British air-to-surface missile

Brimstone is a ground or air-launched ground attack missile developed by MBDA UK for the UK's Royal Air Force. It was originally intended for "fire-and-forget" use against mass formations of enemy armour, using a millimetre wave (mmW) active radar homing seeker to ensure accuracy even against moving targets. Experience in Afghanistan led to the addition of laser guidance in the dual-mode Brimstone missile, allowing a "spotter" to pick out specific and the highest priority targets, particularly useful to minimise collateral damage when friendly forces or civilians were in the area. The tandem shaped-charge warhead is much more effective against modern tanks than older similar weapons such as the AGM-65G Maverick missile. The Maverick however carries a 300 lb warhead to make up the difference in design. Three Brimstones are carried on a launcher that occupies a single weapon station, allowing a single aircraft to carry many missiles.

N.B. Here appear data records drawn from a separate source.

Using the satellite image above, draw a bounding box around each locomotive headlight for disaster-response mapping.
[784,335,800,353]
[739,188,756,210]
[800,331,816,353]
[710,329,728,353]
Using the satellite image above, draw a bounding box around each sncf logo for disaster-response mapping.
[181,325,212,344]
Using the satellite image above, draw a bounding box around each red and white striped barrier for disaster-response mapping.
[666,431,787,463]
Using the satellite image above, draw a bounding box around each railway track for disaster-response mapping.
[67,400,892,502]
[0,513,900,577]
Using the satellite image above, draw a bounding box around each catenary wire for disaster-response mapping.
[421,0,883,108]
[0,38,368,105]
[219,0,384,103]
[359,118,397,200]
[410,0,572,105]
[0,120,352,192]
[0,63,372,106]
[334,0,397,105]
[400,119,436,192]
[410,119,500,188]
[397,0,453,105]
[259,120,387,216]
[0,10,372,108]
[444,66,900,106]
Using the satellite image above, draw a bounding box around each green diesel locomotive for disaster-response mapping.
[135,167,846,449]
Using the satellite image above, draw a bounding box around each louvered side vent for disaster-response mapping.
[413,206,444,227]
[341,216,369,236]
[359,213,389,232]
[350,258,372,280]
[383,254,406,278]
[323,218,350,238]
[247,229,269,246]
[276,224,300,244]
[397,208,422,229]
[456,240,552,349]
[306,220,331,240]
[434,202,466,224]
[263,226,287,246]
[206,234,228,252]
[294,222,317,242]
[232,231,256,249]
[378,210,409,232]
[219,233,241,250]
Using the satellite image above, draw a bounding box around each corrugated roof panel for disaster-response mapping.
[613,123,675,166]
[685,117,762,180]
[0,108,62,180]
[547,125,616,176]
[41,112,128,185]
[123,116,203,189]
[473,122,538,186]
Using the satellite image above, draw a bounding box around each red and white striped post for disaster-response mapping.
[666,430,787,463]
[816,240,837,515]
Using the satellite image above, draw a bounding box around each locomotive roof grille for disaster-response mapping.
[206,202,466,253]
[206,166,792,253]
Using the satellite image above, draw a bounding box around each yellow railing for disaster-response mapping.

After a protracted development programme, single-mode or "millimetric" Brimstone entered service with RAF Tornado aircraft in 2005, and the dual-mode variant in 2008. The latter was used extensively in Afghanistan and Libya. An improved Brimstone 2 was expected to enter service in October 2012, but problems with the new warhead from TDW and the ROXEL rocket motor put back the planned date to November 2015. MBDA is studying the use of Brimstone on ships, attack helicopters, UAVs, and from surface launchers. However, it will not be integrated on the Lockheed Martin F-35 Lightning II. Germany, Qatar and Saudi Arabia have purchased the missile. The cost per missile has been quoted as £175,000 each in 2015, or "over £100,000".

==Development==
===Previous developments===
There had been a number of British air-to-ground anti-armour concepts developed during the 1970s and 1980s, including the SNEB rocket, the proposed Hawkswing version of Swingfire, and ultimately the BL.755 cluster bomb. There were some alternatives offered during this time, including the 1966 Hawker Siddeley Dynamics (HSD) Cluster Martel proposal that mounted a cluster dispenser on the front of the Martel airframe to provide standoff capability.

===AST.1227===
BL.755 formed the basis for the Royal Air Force's (RAF) anti-armour air-to-ground strikes for many years, but it was always considered to be "expensive" if it needed to be used against individual targets instead of mass attacks. There were also concerns about the use of such weapons near friendly troops. This led to the late-1970s Air Staff Target 1227 (AST.1227) for a guided weapon to replace BL.755.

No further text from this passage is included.